In answer to his own question, he points out that for more than a decade the source material for his investigations into the nature of inflammatory diseases has not even been mammalian. Instead, it is a very remarkable creature, the zebrafish.
Investigating the genetic mechanisms by which inflammation heals (or “resolves”) is impossible in humans.
“But the zebrafish allows us to make those genetic changes, and because it is transparent at the larval stage you can actually see every single immune cell, the whole process of inflammation,” he adds. “It was a revelation, and still is captivating, to see the whole immune system. In the one circle of the microscope lens you can see the entire immune system of the creature – it is a functional system working to protect the fish against infection. It is healing, right in front of your eyes.”
There has been much detail learned over the last decade, but two big findings stand out. “We thought from human studies that all neutrophils (white blood cells) moved into an inflammatory site, where there had been tissue injury or infection. They dealt with the problem and then they died in situ and were removed by macrophages. This does happen, but we have found another process, and one that is probably just as important.
"We have seen the migration of neutrophils away from inflammatory sites – we can clearly see this – some die in situ but probably 75 per cent move away and that dissipates the inflammatory burden. This is a component of inflammation resolution that we are unable to see in mammals so we are trying to work out a way of proving that that happens in humans.”
The second discovery is a drug, found in a screen in zebrafish that speeds up this process. “It increases healing by causing inflammation resolution and it does it by speeding the neutrophils exit by the process of reverse migration,” says Professor Renshaw.
“So that is the impact from this work: we have found a drug which is used in patients that could be repurposed for the treatment of inflammatory disease," says Professor Steve Renshaw.

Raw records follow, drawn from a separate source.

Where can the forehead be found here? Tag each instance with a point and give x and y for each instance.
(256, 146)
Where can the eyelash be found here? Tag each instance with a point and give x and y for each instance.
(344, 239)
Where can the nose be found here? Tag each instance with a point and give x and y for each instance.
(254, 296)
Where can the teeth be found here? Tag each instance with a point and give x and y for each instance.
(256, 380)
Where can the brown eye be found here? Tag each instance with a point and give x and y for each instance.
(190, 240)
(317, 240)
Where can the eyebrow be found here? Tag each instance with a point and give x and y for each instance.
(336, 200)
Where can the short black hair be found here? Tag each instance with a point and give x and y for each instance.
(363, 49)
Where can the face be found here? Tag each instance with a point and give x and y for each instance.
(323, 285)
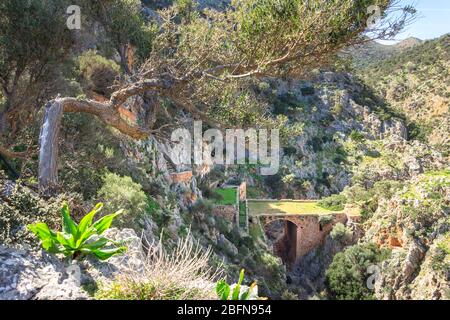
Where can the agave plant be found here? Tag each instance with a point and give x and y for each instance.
(236, 291)
(78, 240)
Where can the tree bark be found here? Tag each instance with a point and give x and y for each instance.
(48, 147)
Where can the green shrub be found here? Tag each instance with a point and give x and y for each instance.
(341, 233)
(202, 206)
(77, 240)
(357, 136)
(123, 193)
(335, 202)
(347, 275)
(236, 291)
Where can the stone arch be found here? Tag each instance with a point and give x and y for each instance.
(285, 242)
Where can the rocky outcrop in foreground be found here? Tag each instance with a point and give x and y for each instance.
(36, 275)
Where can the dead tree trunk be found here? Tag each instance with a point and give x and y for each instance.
(48, 147)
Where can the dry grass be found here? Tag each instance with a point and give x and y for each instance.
(286, 207)
(182, 274)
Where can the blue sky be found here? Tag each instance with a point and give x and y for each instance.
(433, 20)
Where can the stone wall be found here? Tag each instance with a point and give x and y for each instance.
(181, 177)
(242, 189)
(310, 234)
(302, 234)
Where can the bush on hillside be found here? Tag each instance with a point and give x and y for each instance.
(347, 275)
(335, 202)
(121, 192)
(97, 73)
(19, 206)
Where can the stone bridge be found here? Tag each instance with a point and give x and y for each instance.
(304, 225)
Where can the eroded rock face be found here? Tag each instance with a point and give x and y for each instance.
(28, 275)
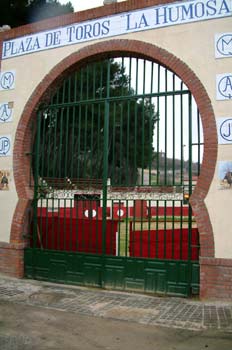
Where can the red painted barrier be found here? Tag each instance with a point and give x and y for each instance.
(73, 234)
(164, 244)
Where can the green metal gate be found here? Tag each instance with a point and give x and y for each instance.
(116, 156)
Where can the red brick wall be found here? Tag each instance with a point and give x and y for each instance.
(216, 278)
(14, 257)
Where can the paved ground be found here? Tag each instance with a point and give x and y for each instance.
(42, 316)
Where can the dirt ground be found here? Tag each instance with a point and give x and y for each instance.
(24, 327)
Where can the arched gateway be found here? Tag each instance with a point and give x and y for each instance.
(110, 146)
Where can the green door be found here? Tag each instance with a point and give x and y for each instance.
(116, 156)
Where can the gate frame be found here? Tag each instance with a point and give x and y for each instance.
(22, 146)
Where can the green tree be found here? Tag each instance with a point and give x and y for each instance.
(74, 139)
(19, 12)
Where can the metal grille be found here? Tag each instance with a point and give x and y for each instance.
(117, 154)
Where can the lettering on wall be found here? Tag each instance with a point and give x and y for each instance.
(6, 112)
(224, 86)
(119, 24)
(223, 45)
(224, 128)
(5, 145)
(7, 80)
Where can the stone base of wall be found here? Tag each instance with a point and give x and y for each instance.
(216, 279)
(12, 259)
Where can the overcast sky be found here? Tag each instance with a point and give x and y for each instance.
(80, 5)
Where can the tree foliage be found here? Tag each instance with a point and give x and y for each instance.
(74, 138)
(19, 12)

With chronic obstructive pulmonary disease being the third biggest killer in the world, repurposing that drug is an important avenue to explore.

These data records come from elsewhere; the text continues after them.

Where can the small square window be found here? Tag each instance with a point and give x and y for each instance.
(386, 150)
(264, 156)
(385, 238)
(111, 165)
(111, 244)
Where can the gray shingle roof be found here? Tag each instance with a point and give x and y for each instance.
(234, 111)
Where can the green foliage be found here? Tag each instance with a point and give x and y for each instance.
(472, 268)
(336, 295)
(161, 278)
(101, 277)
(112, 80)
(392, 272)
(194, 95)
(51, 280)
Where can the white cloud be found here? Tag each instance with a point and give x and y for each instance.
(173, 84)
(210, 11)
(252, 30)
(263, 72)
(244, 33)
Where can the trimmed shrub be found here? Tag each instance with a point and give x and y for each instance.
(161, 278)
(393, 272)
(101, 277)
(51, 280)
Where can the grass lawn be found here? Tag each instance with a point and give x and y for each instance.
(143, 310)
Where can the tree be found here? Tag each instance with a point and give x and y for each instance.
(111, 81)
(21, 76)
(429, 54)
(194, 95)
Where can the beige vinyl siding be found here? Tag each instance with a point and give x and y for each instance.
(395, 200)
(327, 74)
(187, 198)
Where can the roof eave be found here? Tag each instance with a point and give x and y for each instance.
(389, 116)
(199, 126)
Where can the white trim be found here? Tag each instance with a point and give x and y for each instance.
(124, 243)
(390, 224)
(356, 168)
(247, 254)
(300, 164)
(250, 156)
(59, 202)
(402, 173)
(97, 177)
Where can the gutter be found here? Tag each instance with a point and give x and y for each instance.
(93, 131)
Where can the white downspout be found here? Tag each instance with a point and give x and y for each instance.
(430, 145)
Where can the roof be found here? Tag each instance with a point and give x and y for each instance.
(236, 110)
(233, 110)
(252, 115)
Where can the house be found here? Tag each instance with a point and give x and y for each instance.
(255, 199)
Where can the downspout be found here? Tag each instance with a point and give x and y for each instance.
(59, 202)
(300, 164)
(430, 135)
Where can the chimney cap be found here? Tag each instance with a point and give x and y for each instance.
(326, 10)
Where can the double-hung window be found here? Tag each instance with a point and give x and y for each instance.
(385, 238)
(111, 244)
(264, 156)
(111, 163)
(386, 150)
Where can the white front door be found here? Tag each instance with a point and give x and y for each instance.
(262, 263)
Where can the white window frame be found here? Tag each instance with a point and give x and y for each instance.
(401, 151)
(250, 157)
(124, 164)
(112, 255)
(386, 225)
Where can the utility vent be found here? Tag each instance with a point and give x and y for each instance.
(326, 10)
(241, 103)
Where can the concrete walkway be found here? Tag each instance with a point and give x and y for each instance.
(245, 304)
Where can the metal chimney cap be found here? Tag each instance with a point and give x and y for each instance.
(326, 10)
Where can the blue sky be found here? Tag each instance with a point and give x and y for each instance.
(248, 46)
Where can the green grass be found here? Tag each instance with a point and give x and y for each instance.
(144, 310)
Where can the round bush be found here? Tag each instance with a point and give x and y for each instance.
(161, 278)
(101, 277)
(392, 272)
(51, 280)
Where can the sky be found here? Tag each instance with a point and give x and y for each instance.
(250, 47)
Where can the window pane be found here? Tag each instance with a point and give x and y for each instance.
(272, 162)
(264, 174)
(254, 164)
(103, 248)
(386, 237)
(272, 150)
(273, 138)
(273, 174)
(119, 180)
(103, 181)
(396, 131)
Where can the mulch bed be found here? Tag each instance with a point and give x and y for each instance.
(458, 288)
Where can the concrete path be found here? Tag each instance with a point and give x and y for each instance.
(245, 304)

So that is the impact from this work: we have found a drug which is used in patients that could be repurposed for the treatment of inflammatory disease.
Professor Steve Renshaw
Department of Infection, Immunity and Cardiovascular Disease
The zebrafish also seems to be attracting the next generation of high-flying researchers to the Bateson Centre, including Vice-Chancellor’s Fellow and Wellcome Trust Sir Henry Dale Fellowship holder, Dr Phil Elks. His work on signalling responses to low oxygen levels in the host-defence mechanism against Tuberculosis in a zebrafish model is attracting great interest.
His colleague, Medical Research Council (MRC) Career Development Fellow, Dr Simon Johnston, is doing pioneering work into why our immune systems become vulnerable to the fungus Cryptococcus, which causes an estimated 600,000 deaths each year.

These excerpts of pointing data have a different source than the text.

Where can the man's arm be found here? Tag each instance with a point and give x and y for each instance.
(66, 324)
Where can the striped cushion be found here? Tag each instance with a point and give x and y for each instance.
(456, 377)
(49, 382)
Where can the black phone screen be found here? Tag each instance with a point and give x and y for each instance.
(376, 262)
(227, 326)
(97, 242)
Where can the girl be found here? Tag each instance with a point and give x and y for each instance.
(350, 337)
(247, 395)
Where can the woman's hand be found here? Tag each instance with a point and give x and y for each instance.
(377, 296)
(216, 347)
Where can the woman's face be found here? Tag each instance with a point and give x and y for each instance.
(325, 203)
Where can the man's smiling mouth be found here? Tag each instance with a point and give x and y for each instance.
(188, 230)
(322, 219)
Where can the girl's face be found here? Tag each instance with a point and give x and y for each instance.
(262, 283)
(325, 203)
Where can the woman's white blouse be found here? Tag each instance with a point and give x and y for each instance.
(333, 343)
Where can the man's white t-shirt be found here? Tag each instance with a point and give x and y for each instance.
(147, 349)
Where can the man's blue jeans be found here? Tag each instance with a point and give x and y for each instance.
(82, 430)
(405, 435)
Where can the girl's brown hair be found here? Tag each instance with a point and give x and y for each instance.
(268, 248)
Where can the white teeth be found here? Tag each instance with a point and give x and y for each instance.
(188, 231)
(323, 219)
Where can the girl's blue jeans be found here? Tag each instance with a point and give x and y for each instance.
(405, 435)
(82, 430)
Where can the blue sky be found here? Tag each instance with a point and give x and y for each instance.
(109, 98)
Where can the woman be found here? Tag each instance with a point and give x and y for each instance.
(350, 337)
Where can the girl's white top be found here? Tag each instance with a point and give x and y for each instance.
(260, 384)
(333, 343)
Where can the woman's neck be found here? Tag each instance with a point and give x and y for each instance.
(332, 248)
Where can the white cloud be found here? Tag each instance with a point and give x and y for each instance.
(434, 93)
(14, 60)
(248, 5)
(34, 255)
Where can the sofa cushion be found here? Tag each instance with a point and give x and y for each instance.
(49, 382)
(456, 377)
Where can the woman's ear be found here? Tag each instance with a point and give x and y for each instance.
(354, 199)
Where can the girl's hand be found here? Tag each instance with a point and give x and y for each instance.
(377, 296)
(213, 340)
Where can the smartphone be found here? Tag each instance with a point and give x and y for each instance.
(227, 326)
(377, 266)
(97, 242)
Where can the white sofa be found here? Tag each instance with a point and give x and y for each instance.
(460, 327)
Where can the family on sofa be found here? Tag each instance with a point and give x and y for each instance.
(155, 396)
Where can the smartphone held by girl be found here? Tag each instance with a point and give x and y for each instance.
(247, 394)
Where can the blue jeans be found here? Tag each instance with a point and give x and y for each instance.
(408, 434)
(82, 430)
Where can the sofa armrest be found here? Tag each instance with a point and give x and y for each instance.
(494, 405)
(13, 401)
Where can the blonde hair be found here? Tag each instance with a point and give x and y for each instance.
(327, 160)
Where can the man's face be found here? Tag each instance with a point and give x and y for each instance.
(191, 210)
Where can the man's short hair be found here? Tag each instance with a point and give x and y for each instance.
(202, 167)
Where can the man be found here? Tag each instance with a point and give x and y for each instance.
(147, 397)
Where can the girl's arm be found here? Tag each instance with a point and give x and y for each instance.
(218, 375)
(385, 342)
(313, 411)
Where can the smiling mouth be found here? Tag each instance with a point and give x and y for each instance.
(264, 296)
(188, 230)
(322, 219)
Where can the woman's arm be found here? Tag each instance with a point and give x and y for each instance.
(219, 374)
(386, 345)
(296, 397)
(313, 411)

In addition, Dr Matt Towers, another MRC Career Development Fellow, is focusing his research on how patterning and growth are integrated during vertebrate limb development with implications for stem cell and regenerative biology. At the other end of the lifecourse biology spectrum, Dr Catarina Henriques is using zebrafish to explore tissue repair and immunity in ageing. Research, in other words, that spans the entire lifecourse.
“All these early career researchers fit really well with the science here and the lifecourse biology approach,” says Professor Renshaw. “So, while their work is different, it is also complementary. They all bring something to the network and gain benefit.
"We can generate lots of tools for studying immunity in zebrafish, so if someone wants to come and ask innovative questions about immunity in those systems, Sheffield is a great place to do it, because we can give them tools to push back the boundaries of lifecourse biology.”